Ein weiterer Grund für meine Experimentierfreudigkeit sind aber auch die kleinen, lustigen Männchen aus dem Introduction-Video. Seit Googles Android bin ich mit solchen Kerlchen leicht zu überzeugen.

Installation

Die Installation stellte sich als schwerer heraus, als geplant. Ich hatte die CD schon beschriftet und das externe CD-Laufwerk bereitgelegt. Das Image war von der Moblin-Seite heruntergeladen, als mir auffiel, dass es 728 MB groß war. Ein bisschen viel für eine CD. DVDs liegen bei mir selten herum, daher entschloss ich mich für die USB-Stick-Variante. Mit dem Tool Image-Writer stellt das unter Ubuntu auch alles kein Problem dar. Von diesem Stick zu booten ist ab dann leicht, wenn man weiß, dass es im BIOS des Eee 901 zwei Boot Device Priorities gibt. Einmal allgemein, einmal für Hardware Disks. Letztere Erkenntnis hat weitere 10 Minuten gekostet. Die eigentliche Installation ist simpel wie eh und je. Sprache, Tastatur-Layout, Zeitzone, Partitionierung, Mount-Points. Der Durchschnittsanwender weiß Bescheid.

Das Gesabber startet

Die erste Begeisterung ist nach dem ersten Neustart da. Die Bootzeit liegt bei knapp unter 20 Sekunden. Wenn man sich jetzt anstrengt und noch wild herumkonfiguriert, bekommt man die bestimmt auch noch auf 10 Sekunden. Tue ich aber nicht.
moblin-gui
Zweite Welle der Begeisterung überkommt mich beim Erkunden der Oberfläche. Kein Desktop, kein “My Computer”, “Arbeitsplatz” oder sonstiger Schrott. Die Applikationen öffnen sich weitgehend in voller Größe und sind in die Oberfläche genial integriert. Alles reagiert unfassbar schnell, Wartezeiten sind höchstens Sekundenbruchteile und wenn überhaupt, wenn man zwischen den “Zones” umschaltet. “Zones” sind so ähnlich wie das Umschalten bei Compiz / Beryl / Fusion (wie heißt dieses Projekt jetzt eigentlich genau?). Für Windows-Benutzer: Keine Ahnung, wie das bei euch heißt, aber es muss irgendwas mit Aero zu tun haben, denke ich mal.
Genial ist auch die Sortierung der Kontaktdaten von Freunden und Kollegen. Es gibt einen Menüpunkt “Leute”, der alle Kontakte auflistet, die man eingegeben hat, oder die durch einen eventuell benutzten (und auch genial eingepflegten) Messenger online sind.
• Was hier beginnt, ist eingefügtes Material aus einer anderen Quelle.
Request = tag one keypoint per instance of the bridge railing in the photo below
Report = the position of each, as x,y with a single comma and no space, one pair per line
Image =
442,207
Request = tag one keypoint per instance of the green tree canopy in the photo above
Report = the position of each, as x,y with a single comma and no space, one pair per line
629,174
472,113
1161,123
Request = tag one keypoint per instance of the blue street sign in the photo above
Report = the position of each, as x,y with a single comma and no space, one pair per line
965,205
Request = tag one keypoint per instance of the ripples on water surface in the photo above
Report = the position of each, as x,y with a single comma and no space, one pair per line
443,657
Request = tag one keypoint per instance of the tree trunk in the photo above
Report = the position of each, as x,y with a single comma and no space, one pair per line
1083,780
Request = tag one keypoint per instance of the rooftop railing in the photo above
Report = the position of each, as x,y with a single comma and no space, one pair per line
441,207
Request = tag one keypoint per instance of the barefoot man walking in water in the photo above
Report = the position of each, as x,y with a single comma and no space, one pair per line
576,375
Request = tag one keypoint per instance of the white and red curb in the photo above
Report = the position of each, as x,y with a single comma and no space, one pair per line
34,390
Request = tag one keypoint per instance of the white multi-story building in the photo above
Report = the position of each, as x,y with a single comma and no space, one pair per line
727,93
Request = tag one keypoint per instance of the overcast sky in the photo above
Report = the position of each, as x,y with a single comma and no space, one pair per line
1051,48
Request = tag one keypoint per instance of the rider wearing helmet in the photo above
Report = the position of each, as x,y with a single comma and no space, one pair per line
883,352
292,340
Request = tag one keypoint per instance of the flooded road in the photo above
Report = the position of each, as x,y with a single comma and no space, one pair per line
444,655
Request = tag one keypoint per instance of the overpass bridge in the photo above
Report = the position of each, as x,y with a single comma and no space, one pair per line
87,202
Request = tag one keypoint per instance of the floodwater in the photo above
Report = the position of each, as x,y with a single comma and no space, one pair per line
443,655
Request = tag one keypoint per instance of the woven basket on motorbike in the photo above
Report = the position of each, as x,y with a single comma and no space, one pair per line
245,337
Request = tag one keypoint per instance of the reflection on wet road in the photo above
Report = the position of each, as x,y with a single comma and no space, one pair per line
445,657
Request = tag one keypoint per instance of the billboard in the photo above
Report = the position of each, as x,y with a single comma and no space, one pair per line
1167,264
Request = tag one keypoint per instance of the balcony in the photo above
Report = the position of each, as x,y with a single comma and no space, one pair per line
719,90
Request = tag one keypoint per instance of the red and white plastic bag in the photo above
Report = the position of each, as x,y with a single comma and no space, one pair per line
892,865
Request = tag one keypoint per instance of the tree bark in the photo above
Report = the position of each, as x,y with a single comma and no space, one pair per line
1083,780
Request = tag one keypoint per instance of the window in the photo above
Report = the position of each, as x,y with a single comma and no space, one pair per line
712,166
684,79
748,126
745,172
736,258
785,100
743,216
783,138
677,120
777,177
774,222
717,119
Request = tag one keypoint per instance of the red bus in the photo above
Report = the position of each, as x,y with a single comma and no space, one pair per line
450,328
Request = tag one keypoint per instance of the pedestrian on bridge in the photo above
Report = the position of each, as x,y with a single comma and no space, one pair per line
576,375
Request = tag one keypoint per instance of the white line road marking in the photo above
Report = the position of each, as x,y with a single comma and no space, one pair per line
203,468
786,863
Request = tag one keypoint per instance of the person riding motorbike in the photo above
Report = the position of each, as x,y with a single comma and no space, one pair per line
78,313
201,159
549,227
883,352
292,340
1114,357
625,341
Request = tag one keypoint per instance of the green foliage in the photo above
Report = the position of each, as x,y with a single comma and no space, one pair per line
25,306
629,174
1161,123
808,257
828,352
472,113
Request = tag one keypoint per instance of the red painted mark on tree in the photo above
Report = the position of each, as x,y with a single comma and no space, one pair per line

Mit einem Klick kann man die Homepage dieser Person ansehen, per Messenger eine Nachricht zukommen lassen oder eine Email schreiben. Die Darstellung folgt der Ansicht mit Bildern in einem Ordner. Nur halt ohne das lästige Ordner-Feeling.

Das Trocknen des Sabbers

Moblin v2.0 ist noch nicht ausgereift. Das merkt man an ein paar Stellen, die den Spaß an diesem genialen Stück Programmiergeschichte aber sicher nicht nehmen. Der in den Email-Client intergrierbare Browser (falls man mal auf einen Link in einer Email klickt und so) führt regelmäßig zu Speicherzugriffsverletzungen (jedenfalls bei mir), die aber elegant Abgefangen werden und das Netbook nicht zum Absturz bringen. Dies geschieht auch tatsächlich nur, wenn der Browser aus einer Mail heraus gestartet wird. Sonst nicht.

Weiterhin müsste die Vernetzung zu Social Networks etwas verfeinert werden. Aufgrund der derzeit grassierenden Farmville-Fiebers könnte ich mir vorstellen, dass eine Facebook-Integration sicher vielen Leuten entgegen kommen würde. Derzeit sind nur Twitter und LastFm integriert. Die Integration zu Twitter dabei sogar noch fehlerhaft (findet die Seite mit dem Tweet nicht, wenn man aus “myZone” darauf klickt).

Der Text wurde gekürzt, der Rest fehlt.